Is help — at least for the US portion of the industry — on the way? No, if you consider frequently cited low graduation rates in the United States in technical fields compared to China and India.
But is this really true? In December 2005, Duke University’s Edmund T. Pratt Jr. School of Engineering published a study that seeks to accurately compare graduation data. According to the study, “Varying, inconsistent reporting of problematic engineering graduation data has been used to fuel fears that America is losing its technological edge. Typical articles have stated that in 2004 the United States graduated roughly 70,000 undergraduate engineers, while China graduated 600,000 and India 350,000. Our study has determined that these are inappropriate comparisons.

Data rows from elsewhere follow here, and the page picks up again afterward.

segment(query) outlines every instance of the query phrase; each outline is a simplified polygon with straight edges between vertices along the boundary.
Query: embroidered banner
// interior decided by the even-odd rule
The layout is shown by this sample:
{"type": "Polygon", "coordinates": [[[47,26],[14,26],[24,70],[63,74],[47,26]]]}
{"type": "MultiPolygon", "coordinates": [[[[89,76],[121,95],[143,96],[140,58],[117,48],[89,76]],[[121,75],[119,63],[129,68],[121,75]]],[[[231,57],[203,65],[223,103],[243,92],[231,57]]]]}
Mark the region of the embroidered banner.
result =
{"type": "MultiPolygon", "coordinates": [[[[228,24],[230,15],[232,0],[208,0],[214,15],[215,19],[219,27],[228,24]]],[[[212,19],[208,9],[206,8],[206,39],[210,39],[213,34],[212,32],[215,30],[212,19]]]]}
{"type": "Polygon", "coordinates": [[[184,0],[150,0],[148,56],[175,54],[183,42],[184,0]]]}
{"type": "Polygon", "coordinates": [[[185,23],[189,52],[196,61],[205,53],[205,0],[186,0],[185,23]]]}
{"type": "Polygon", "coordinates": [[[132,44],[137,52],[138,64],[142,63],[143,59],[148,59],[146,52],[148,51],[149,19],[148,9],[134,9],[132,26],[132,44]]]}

These massive numbers of Indian and Chinese engineering graduates include not only 4-year degrees, but also 3-year training programs and diploma holders. These numbers have been compared against the annual production of accredited 4-year engineering degrees in the United States. In addition to the lack of nuanced analysis around the type of graduates … and quality of degrees being awarded, these articles also tend not to ground the numbers in the larger demographics of each country. A comparison of like-to-like data suggests that the US produces a highly significant number of engineers, computer scientists and information technology specialists, and remains competitive in global markets.”
In fact, data presented in the study “…imply that per every 1 million citizens, the United States is producing roughly 750 technology specialists, compared with 500 in China and 200 in India.”
Not too shabby. Add all the numbers and it’s a lot of engineers. And they’re mobile. The War of the Studies will no doubt continue, but for now it seems possible that as an event the Great Crew Change won’t be all that great.